Este problema de la IA ya se plantea en una película profética como
El congreso
(Folman, 2013), donde
Robin Wright
vende una imagen escaneada de sí misma para crear una versión virtual que
actúa eternamente en lo digital, desdibujando los límites entre actriz y
simulacro en una identidad fluida que, como metáfora, cuestiona la ontología
baziniana de la imagen como huella de lo real. Sin embargo, Tilly lleva esta
desrealización más allá porque
borra fronteras entre lo humano y lo artificial al carecer de
corporeidad, fragmentada en el ciberespacio como un eco baudrillardiano de
simulacros sin referente. A diferencia de la autenticidad de Wright, que
infunde vida a su doppelgänger digital, Tilly no conmueve porque aún es un
experimento beta con muchas imperfecciones en
CGI, un constructo que simula emociones sin la carga poética de la memoria o la
consciencia, cuya intención estética es explícita y cosmética, dejando al cine
al borde de una hiperrealidad fría donde la actuación se convierte en mera
replicación técnica sin el elemento heredado de lo vivo.
La IA define un cine poshumano que, a diferencia de la animación, genera
simulacros baudrillardianos: imágenes generadas que mimetizan la realidad
mediante modelos de lenguaje. En este cine hipotético, Tilly actuaría en
películas digitales, integrándose en filmes de acción real con actores vivos,
o actuando conjuntamente con figuras fallecidas.
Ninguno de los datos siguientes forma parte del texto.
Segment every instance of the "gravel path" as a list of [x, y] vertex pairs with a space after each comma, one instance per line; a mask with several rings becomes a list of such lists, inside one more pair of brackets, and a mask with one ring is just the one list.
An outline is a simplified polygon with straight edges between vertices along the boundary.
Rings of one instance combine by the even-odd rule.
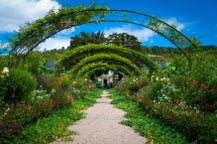
[[103, 91], [97, 103], [84, 111], [85, 119], [68, 127], [78, 135], [73, 135], [73, 142], [52, 142], [52, 144], [144, 144], [146, 139], [135, 133], [128, 126], [119, 124], [124, 120], [125, 112], [114, 108]]

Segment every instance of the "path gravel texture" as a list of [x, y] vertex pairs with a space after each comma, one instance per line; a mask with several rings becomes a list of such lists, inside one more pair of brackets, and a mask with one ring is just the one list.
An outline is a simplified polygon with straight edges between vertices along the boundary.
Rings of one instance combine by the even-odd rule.
[[78, 134], [72, 135], [73, 142], [52, 142], [52, 144], [144, 144], [147, 140], [128, 126], [119, 124], [125, 112], [113, 107], [111, 99], [103, 91], [97, 103], [84, 111], [82, 119], [68, 127]]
Aunque es demasiado temprano
para pensarlo, la relación dialéctica procedente de esta hibridación actoral
podría dividir la industria entre
cine tradicional
(realizado por humanos) y
cine sintético
(generado por IA). El cortometraje
IA Commissioner
(Particle6, 2025), donde Tilly aparece como personaje secundario junto a
otros, muestra los síntomas que se avecinan y activaron las alarmas de
SAG-AFTRA. El uso de datos de actores sin consentimiento y preocupaciones por reducir
costos al eliminar actores reales plantea dilemas éticos. La
ley aprobada en California
para regular la IA, establece restricciones en datos para prevenir los abusos
que pueden surgir de esta tecnología si es manipulada para fines equivocados
violentando los marcos legales de los derechos de autor, como ya se observa en
la cultura líquida de la Internet.
Estas regulaciones me inducen a pensar que Tilly Norwood no es una amenaza ni
mucho menos reemplazará el trabajo de los actores o actrices, pero sugiere la
idea de que la "muerte del cine" no está escrita mientras los consumidores
impulsen la dinámica de oferta y demanda del mercado cinematográfico. Al estar
en etapa experimental todavía no ha protagonizado ninguna película. El
alarmismo reaccionario sobre el cine de IA suele ignorar las aperturas
epistemológicas de la innovación tecnológica que, en cierta medida, evoca
tensiones éticas cercanas a la
hauntología de Derrida, pero con espectros digitales que ahora resucitan lo ausente. Estas
tensiones éticas atraviesan el uso no autorizado de datos de actores para
"resucitarlos" o "recrearlos" como deepfakes. La ley entra como modelo
preventivo para evitar la replicación de actores sin consentimiento. Sin una
gestión ética, estas prácticas podrían erosionar la confianza en la industria
porque siempre habrá alguien con la intención de deshumanizar la actuación al
priorizar la eficiencia económica sobre la creatividad de los artistas. Por
esta razón, la hipótesis de un cine dominado por IA no se puede descartar,
pero su impacto depende de cómo se equilibren innovación y responsabilidad.
El despertar de la IA plantea riesgos éticos que son difíciles de
predecir desde el presente. El cine dialoga más con el pasado que con el
futuro, y las películas nos recuerdan que, en última instancia, los verdaderos
espectros persisten en la memoria del espectador.